Probability approach:

We need the probability of {10, 20, any, any, any}.

P(10, 20, any, any, any) = 1/20 * 1/19 * 1 * 1 * 1 * 5!/3! = 1/19. We multiply by 5!/3! to account for all permutations of {10, 20, any, any, any} (such as {10, 20, any, any, any}, {10, any, 20, any, any}, {10, any, any, 20, any}, ...).

Answer: D.

To elaborate more:

Case 1: {10, 20, any, any, any}. P = 1/20 * 1/19 * 1 * 1 * 1
Case 2: {10, any, 20, any, any}. P = 1/20 * 18/19 * 1/18 * 1 * 1
Case 3: {10, any, any, 20, any}. P = 1/20 * 18/19 * 17/18 * 1/17 * 1
...
Case 20: {any, any, any, 20, 10}. P = 18/20 * 17/19 * 16/18 * 1/17 * 1/16

Here, when we say "any," it denotes "any number other than 10 or 20". It's important to note that the probability for each case is essentially 1/20 * 1/19. Given that there are a total of 20 cases, the overall probability becomes 1/20 * 1/19 * 20 = 1/19.

Combination approach:

The total number of ways to select 5 different numbers from 20 is 20C5.

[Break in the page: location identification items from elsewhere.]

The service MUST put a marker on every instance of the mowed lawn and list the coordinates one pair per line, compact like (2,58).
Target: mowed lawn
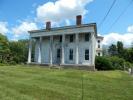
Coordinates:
(37,83)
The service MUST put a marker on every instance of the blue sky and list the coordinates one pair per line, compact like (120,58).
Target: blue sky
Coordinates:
(18,16)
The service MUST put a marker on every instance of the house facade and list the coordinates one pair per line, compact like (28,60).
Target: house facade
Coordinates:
(69,45)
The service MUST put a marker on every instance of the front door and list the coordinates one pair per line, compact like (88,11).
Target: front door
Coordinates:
(58,56)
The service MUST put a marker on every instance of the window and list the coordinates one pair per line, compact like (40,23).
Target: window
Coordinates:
(98,45)
(58,53)
(60,38)
(98,41)
(71,54)
(98,54)
(87,54)
(71,38)
(87,36)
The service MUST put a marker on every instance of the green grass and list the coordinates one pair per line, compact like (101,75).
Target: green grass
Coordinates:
(35,83)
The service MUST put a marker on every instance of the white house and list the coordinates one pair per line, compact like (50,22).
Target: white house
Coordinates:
(74,45)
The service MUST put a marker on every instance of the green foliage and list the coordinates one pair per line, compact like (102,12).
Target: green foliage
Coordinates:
(103,63)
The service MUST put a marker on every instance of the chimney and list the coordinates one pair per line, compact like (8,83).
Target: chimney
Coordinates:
(78,20)
(48,25)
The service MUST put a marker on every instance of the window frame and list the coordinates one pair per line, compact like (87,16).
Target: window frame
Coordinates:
(58,53)
(86,54)
(99,46)
(87,37)
(71,39)
(70,54)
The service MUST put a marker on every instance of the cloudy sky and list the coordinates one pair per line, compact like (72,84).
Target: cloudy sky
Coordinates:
(19,16)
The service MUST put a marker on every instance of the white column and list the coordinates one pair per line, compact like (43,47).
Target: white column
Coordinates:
(63,41)
(77,49)
(30,50)
(39,50)
(51,50)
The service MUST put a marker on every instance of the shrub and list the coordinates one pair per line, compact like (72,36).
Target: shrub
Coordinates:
(117,63)
(103,63)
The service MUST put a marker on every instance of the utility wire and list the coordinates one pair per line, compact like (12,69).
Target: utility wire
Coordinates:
(124,10)
(107,14)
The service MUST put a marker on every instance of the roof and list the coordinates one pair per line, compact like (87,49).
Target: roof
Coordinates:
(66,27)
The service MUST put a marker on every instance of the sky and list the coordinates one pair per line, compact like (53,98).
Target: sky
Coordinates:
(19,16)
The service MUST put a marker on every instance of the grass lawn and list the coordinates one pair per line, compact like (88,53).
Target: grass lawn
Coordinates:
(36,83)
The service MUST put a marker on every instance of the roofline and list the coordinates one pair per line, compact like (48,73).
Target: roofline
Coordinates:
(66,27)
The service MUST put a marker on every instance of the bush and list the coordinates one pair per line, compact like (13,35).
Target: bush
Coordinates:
(103,63)
(117,63)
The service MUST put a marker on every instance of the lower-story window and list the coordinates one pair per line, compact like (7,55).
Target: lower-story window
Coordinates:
(71,54)
(87,54)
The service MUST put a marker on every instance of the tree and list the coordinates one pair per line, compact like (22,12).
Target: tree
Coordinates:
(112,50)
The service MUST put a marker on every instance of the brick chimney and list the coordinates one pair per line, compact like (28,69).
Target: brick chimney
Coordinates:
(78,20)
(48,25)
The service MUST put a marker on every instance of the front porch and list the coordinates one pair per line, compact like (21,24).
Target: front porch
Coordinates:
(65,66)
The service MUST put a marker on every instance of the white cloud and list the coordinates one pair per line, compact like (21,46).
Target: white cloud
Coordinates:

The number of ways to select 10 and 20 is 1, and the total number of ways to select the remaining 3 numbers from 18 is 18C3.

Hence, the probability is:

$\frac{18C3}{20C5} = \frac{(\frac{18!}{15!3!})}{(\frac{20!}{15!5!})} = \frac{18!}{15!3!}*\frac{15!5!}{20!}=\frac{1}{19}$

Answer: D.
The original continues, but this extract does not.